SVP kritisiert Sozialdienst hart
Vor allem die SVP hatte sich im Abstimmungskampf im Jahr 2020 gegen den jährlich wiederkehrenden Kredit über 320’000 Franken eingesetzt. Entsprechend zeigt sich die Partei in einer Mitteilung zufrieden mit dem Urteil des Bezirksrats.
Gleichzeitig kritisiert die Partei den Sozialdienst Bezirk Pfäffikon scharf und wirft ihm widerrechtliches und undemokratisches Vorgehen im Zusammenhang mit dem Volksentscheid von vor vier Jahren vor: «Es zeugt von einem höchst undemokratischen, wenn nicht arroganten Verhalten, wenn eine Behörde absichtlich und bewusst widerrechtlich die Bevölkerung austrickst.»

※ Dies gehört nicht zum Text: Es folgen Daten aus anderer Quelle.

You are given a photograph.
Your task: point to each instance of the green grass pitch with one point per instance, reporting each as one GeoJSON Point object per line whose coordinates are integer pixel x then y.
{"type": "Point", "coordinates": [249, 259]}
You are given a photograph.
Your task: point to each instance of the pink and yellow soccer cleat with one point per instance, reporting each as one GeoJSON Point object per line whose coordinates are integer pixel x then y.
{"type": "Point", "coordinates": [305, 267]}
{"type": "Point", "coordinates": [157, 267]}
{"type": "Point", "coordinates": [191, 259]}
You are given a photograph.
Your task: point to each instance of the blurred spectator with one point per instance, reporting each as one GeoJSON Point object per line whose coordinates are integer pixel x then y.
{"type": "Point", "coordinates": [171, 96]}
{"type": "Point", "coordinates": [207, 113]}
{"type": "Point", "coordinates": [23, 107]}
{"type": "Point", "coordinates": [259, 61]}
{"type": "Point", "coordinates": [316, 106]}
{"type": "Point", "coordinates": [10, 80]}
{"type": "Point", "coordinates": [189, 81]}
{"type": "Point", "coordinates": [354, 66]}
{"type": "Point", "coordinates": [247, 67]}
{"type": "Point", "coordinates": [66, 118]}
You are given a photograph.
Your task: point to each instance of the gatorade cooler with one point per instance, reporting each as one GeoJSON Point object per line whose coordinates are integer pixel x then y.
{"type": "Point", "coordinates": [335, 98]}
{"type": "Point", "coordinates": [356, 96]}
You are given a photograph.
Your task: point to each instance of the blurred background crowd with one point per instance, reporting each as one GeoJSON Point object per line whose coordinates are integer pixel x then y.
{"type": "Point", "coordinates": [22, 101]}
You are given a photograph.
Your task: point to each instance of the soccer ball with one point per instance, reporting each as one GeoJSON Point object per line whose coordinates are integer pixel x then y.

Die Verbandsgemeinden und der Vorstand des Zweckverbands hätten «das Vertrauen der Bevölkerung in eine wichtige soziale Institution aufs Massivste verspielt», schreibt die SVP des Bezirks Pfäffikon und fordert personelle Konsequenzen.
Auch müsse die Organisationsstruktur des Verbands überdacht werden. Die SVP fordert, dass der Zweckverband künftig nur noch für die Kinder- und Erwachsenenschutzbehörde (Kesb) zuständig sein soll und die Sozialdienste aus dem Verband herausgelöst werden sollen. Eine Rückführung an die Gemeinden solle geprüft werden. Die Bezirkspartei schliesst eine allfällige Volksinitiative zu diesem Thema nicht aus.
«Hocherfreut» nimmt auch Rekurrent Daniel Huber Kenntnis vom Entscheid des Bezirksrats: «Die Demokratie wurde gewahrt, ich habe in allen Belangen vom Bezirksrat recht bekommen.» Der Zweckverband sei mit seiner «Salamitaktik» gescheitert.